Iterated learning has developed into a very active area of research over the last 20 years or so, much of it pioneered in Edinburgh. We will look into some of this work in more detail in the coming weeks. But for now it is sufficient to say that the primary research goal of this work is to uncover precisely the relationship between properties of individual learners and the emergent universal properties of language structure. In other words, research in iterated learning seeks to solve the problem of linkage in order to build a genuinely explanatory theory of language, which links the population level (languages) to the individual level (the cognitive makeup of language learners).

We can start to develop an insight of what iterated learning does just as we did when we investigated what biological evolution did: by building a computational model. Such a model will place agents in a population in which they learn from each other’s utterances. We can then start the simulation with a random language and observe what languages emerge over time through cultural evolution given different possible learning rules, and communicative strategies.

To do this, we need a model of the population. One such model works as follows:

1. Start with a collection of agents with random languages
2. Remove an agent (death)
3. Add a “child” agent (birth)
4. All the “adults” in the population speak
5. The child learns from the adults’ utterances
6. The child enters the population to become a new adult
7. Repeat steps 2 - 6 for multiple generations

In this model, the agents will always be born identical to each other. Unlike in a model of biological evolution, there is no genetic inheritance (or indeed variation) here! The only thing that evolves is the behaviour that it inherited culturally.

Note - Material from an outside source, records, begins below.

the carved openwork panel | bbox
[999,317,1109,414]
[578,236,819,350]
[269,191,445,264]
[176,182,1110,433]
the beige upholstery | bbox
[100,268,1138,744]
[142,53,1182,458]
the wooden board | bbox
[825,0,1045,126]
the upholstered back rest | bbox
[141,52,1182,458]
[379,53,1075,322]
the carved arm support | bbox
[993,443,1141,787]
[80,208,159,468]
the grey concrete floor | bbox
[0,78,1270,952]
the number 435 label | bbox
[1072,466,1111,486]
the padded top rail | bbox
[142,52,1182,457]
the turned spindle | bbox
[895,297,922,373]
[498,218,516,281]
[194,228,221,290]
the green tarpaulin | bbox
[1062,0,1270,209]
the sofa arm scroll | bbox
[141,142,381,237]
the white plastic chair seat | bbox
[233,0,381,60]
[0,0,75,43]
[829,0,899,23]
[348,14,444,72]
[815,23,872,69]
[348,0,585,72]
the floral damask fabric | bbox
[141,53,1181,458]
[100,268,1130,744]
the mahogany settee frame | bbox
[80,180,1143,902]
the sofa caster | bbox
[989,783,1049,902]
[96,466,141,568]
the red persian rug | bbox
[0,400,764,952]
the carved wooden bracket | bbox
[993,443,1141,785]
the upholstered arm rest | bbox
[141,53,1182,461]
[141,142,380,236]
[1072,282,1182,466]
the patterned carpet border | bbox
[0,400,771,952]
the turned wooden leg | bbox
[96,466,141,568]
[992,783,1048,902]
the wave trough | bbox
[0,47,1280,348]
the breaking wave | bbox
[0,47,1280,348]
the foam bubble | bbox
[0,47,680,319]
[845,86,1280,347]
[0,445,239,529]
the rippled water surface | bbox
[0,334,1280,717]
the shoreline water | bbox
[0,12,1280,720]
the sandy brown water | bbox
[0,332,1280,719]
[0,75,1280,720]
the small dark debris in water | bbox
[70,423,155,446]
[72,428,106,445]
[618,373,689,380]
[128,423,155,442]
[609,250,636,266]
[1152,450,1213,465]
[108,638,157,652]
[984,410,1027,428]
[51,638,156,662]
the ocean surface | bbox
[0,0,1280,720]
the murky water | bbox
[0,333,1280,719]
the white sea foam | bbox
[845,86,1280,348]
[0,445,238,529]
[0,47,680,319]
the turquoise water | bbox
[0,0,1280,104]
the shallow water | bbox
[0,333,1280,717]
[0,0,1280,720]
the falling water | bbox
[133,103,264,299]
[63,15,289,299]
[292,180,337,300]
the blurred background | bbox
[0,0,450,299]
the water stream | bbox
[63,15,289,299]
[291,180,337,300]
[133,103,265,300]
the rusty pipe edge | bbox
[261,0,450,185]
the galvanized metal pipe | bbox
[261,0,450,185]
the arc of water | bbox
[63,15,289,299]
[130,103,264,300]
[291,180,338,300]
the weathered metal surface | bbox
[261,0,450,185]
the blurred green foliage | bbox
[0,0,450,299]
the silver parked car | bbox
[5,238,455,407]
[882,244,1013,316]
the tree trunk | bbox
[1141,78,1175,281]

This is only one possible population model. [Mesoudi & Whiten (2008)](https://royalsocietypublishing.org/doi/full/10.1098/rstb.2008.0129) in a review of cultural evolution experiments outline a range of different possible population models that are worth considering:

- The replacement method (gradually replace individuals - this is what I described above)
- Transmission chains (the whole population learns from the previous generation, which is then replaced)
- Closed groups (no turnover of the population at all, individuals just constantly learn from each other)

In the lab we’ll implement cultural evolution by iterated learning, and use it to test the effect of **lateral inhibition**, **speaker rationality**, and **population dynamics** on the emerging language of the population. We’ll ask the question: can cultural evolution provide an alternative route to adaption that does not rely on biological evolution by natural selection.